Amrit took his hand in hers, tugging him to his feet.

"There is only one man we know who could answer that - and you do not wish to see him."

*

"Oh for heaven's sake WHY!"

Chandra Singh Rathod roared. Then turning to look at the expression on Nalini's face adjusted his tone.

"Humare matlab - we talked about this Nalini. He wasn't supposed to confront Veer until the race! Why did you -"

"The ambience was just right - it was too good of an opportunity. With all the Panchayat in attendance-"

"But he did not play to your hands did he?" Chandra demands.

"Nobody saw the famous fits of the kuwar sahab. Instead his Rani has made a name for being her husband's shield. And now - now that sly girl will surely go after Raizada!"

"Haan toh jaaye," Nalini huffs. "Let her find out who is the biggest of all evil. Let her find out what sort of skeletons are buried in the family she is trying to defend. Let her find out. Let her learn the -"

"Nalini - Nalini -" Chandra clicked his tongue as if she were a child.

Since he turned away Nalini does not see the frustration that comes over him.
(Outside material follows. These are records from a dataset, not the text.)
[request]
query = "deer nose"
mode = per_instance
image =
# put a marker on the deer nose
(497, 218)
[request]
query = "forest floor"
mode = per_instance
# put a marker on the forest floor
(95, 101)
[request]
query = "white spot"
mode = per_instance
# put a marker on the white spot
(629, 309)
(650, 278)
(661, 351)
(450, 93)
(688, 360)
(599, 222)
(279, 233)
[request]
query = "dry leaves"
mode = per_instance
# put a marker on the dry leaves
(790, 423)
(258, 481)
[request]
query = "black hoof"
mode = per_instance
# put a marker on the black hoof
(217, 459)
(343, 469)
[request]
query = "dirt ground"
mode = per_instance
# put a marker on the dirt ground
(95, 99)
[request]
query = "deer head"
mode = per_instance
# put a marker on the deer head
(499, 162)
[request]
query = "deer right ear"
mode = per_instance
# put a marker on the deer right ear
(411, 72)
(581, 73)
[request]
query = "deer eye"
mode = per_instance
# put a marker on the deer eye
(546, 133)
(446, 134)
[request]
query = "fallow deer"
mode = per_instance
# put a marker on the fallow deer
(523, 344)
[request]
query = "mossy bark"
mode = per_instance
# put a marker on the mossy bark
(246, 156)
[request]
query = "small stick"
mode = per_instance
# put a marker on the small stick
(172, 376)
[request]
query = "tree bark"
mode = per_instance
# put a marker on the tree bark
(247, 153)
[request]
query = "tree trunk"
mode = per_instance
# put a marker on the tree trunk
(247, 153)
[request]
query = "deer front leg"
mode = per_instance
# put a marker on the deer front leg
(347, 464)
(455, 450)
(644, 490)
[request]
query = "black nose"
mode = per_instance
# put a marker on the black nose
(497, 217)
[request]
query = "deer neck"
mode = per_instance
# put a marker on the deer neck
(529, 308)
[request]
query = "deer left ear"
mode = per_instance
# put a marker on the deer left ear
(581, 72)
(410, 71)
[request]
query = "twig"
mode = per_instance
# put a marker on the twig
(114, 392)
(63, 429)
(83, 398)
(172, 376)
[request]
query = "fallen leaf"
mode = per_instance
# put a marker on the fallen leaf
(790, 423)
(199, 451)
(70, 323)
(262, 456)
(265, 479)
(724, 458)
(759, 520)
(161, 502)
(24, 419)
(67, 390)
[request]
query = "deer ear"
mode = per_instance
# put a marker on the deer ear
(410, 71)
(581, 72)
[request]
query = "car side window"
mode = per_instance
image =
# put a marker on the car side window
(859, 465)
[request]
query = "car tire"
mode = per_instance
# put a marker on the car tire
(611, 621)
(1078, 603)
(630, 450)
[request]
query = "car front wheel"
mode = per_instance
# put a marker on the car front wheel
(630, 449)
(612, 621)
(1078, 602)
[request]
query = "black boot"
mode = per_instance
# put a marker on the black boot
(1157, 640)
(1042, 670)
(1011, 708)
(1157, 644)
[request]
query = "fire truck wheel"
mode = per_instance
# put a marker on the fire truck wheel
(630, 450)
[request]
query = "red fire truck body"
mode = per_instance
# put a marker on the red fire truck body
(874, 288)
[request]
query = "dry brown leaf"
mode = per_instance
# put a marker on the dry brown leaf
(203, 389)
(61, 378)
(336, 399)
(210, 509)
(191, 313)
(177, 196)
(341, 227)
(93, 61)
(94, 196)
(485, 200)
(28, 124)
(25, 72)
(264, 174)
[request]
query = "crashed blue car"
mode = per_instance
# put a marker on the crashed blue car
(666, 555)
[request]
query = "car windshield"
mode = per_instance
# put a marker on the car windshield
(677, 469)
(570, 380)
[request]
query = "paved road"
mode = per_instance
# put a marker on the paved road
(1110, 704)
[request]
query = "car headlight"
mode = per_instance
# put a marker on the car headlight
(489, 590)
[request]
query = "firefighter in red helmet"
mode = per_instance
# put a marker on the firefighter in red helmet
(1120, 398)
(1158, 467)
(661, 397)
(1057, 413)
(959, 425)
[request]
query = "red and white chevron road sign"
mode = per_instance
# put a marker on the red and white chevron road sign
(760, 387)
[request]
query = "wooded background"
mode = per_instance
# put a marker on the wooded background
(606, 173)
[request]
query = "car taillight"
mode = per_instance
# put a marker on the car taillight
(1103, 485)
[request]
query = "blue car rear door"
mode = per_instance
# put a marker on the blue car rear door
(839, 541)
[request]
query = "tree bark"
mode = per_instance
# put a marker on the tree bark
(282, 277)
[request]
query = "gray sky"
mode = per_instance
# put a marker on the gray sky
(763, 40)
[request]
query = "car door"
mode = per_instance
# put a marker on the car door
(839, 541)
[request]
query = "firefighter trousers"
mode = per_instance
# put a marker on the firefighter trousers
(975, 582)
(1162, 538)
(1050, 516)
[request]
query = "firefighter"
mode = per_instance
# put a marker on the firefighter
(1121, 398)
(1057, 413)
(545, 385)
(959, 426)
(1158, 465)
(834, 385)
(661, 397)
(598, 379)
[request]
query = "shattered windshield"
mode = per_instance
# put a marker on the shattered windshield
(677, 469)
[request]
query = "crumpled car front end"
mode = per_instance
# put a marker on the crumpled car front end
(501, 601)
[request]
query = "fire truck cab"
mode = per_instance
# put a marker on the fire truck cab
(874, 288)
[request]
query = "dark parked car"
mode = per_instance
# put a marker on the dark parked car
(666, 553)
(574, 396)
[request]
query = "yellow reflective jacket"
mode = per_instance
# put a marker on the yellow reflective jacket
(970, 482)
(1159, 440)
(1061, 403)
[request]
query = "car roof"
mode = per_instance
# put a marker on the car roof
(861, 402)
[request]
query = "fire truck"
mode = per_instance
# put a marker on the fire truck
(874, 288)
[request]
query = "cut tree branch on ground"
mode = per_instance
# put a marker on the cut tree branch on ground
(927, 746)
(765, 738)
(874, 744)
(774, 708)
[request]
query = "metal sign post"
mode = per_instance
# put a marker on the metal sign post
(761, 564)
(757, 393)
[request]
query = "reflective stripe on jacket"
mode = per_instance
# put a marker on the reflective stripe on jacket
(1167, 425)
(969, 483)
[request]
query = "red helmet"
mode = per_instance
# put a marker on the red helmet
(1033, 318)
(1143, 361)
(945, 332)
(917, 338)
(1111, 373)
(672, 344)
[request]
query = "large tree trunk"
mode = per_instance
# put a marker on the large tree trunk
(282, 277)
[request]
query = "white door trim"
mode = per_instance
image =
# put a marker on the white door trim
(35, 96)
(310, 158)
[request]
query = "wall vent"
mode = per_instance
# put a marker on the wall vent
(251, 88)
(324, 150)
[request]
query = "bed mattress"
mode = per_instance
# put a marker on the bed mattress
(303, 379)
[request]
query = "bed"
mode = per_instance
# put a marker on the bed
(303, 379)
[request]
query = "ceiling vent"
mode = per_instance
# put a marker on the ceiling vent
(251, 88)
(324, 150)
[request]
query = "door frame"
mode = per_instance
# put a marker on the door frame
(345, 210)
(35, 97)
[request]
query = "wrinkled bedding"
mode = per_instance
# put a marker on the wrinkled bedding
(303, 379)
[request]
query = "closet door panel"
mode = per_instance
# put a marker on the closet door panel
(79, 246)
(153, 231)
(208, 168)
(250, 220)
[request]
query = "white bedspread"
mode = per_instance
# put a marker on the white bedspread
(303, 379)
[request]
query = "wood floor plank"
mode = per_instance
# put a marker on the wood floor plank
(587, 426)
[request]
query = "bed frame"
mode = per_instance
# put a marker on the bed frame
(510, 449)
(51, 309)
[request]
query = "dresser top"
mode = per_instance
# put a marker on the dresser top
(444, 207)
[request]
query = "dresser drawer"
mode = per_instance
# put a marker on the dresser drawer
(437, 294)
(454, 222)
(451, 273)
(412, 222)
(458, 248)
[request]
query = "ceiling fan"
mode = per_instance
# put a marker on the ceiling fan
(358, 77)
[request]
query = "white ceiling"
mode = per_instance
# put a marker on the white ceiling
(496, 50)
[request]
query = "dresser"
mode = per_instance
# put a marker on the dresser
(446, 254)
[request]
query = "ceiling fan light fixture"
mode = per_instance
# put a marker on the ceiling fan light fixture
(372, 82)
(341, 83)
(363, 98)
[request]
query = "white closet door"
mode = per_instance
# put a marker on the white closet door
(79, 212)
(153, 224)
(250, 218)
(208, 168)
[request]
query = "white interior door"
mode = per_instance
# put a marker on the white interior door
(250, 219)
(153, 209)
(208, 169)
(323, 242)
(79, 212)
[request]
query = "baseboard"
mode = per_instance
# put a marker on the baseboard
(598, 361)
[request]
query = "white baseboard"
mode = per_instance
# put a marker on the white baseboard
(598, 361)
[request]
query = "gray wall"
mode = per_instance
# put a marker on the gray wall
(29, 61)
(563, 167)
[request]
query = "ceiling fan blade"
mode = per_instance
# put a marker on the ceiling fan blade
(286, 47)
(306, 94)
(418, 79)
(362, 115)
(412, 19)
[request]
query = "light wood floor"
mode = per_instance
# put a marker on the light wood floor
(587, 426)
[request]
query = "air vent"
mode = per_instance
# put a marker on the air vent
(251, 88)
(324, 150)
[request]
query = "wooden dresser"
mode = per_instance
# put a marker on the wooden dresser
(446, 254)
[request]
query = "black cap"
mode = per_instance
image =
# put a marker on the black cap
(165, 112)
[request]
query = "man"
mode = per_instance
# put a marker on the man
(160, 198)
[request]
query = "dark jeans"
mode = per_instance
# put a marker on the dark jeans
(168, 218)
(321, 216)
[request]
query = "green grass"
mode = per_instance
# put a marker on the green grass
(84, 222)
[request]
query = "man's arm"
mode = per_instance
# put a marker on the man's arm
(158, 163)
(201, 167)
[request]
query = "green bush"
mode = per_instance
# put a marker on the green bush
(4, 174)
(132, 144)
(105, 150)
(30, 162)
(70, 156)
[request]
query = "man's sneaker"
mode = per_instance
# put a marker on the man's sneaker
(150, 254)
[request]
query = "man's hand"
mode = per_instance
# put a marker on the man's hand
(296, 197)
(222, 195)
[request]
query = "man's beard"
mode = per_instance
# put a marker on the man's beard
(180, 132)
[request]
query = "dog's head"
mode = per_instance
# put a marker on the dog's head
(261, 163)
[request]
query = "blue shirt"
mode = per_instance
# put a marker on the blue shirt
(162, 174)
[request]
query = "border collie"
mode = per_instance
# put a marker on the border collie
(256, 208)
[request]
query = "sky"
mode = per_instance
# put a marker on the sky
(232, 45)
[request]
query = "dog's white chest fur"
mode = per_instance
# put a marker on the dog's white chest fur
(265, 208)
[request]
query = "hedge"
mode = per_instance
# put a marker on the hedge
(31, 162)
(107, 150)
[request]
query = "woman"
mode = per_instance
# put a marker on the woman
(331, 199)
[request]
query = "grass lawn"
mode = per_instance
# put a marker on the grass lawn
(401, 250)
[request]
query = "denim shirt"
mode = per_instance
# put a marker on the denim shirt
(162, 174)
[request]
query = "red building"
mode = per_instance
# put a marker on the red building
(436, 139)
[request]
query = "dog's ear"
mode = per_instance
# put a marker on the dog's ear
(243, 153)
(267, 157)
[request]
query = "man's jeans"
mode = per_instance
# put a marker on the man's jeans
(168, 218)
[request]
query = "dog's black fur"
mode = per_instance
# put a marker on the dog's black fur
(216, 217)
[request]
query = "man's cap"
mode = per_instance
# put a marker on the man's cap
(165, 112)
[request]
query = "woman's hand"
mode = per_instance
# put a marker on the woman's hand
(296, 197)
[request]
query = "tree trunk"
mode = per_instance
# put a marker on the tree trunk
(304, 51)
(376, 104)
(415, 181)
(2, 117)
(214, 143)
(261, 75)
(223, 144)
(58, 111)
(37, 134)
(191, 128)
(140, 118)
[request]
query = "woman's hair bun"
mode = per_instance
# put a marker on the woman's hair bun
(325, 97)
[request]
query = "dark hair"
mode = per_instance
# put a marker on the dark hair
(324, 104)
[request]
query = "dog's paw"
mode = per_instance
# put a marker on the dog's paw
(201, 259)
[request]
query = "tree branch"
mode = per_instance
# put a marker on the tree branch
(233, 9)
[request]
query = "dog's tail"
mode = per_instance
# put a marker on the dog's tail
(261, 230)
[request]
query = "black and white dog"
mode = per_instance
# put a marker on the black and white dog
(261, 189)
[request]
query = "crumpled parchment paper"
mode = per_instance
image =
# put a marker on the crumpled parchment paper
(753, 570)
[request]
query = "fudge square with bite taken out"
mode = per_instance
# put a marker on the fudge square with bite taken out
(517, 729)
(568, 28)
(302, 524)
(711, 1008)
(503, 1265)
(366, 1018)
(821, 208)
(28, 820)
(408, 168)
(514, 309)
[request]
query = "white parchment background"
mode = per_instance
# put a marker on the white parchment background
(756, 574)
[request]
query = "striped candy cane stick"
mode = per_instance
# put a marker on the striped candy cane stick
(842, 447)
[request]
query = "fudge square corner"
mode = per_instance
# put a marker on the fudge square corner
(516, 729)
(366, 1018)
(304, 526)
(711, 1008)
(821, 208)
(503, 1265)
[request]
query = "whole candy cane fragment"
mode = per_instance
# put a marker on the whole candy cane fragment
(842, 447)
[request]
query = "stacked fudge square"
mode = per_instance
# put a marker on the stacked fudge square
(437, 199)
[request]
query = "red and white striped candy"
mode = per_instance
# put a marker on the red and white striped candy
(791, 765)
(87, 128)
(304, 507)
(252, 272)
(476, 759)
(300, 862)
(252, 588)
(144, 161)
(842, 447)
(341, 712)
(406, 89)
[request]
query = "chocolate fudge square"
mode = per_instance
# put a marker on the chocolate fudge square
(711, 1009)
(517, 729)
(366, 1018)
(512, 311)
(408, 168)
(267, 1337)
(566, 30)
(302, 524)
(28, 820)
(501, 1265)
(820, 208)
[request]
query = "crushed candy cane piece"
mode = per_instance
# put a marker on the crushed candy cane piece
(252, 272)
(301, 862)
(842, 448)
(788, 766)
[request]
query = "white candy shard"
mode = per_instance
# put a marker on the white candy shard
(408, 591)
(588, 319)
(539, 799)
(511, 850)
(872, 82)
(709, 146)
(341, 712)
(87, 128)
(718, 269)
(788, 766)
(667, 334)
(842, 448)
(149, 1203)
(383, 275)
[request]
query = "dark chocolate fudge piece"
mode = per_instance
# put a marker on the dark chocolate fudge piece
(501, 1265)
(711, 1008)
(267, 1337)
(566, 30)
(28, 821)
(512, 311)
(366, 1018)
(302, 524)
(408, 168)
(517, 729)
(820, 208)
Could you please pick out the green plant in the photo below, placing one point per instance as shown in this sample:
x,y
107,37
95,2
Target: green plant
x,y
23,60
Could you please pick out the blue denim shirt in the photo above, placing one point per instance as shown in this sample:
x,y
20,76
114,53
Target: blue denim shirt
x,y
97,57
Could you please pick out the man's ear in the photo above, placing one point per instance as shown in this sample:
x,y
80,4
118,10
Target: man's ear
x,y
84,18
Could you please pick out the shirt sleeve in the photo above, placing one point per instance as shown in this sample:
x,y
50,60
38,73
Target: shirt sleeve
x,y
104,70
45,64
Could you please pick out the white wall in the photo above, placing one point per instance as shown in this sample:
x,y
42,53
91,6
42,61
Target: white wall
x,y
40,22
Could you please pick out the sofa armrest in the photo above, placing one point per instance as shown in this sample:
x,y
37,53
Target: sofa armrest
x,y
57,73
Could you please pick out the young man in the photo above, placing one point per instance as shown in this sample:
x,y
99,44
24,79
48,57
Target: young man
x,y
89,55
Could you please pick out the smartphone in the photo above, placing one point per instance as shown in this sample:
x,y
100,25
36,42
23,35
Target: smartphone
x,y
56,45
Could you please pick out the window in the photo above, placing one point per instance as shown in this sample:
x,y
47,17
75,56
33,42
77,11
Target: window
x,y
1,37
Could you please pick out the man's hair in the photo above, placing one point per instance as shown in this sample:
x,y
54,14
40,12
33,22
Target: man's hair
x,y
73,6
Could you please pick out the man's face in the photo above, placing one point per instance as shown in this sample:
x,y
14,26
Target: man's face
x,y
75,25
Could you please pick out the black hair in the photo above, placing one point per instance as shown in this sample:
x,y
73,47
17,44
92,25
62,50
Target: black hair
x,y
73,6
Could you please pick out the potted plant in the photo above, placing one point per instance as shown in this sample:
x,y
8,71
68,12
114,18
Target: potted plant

He does not wish for her to see how much he dared the moment if ever when somebody realizes who truly moved Raizada not just that day but for years up to that moment.

"Do you truly think she'll be moved by learning people wanted Prem dead?" He asks her in a controlled voice. "Isn't she married to the man who wants it most of all right now? Do you think this will change her mind?"

Taking the silence that greets him as his point been agreed to he continues.

"No, Nalini you need to think like them. You've had years to learn this game. Nobody should start digging out those skeletons. Most of all our skeletons. We can't afford it - not right now. Not when we are so close..."

He turns, after having his expression sufficiently under control only to find Randheer staring at him from the threshold and Nalini who is shocked into a silence by his appearance.

"Close to what?" Randheer asks them.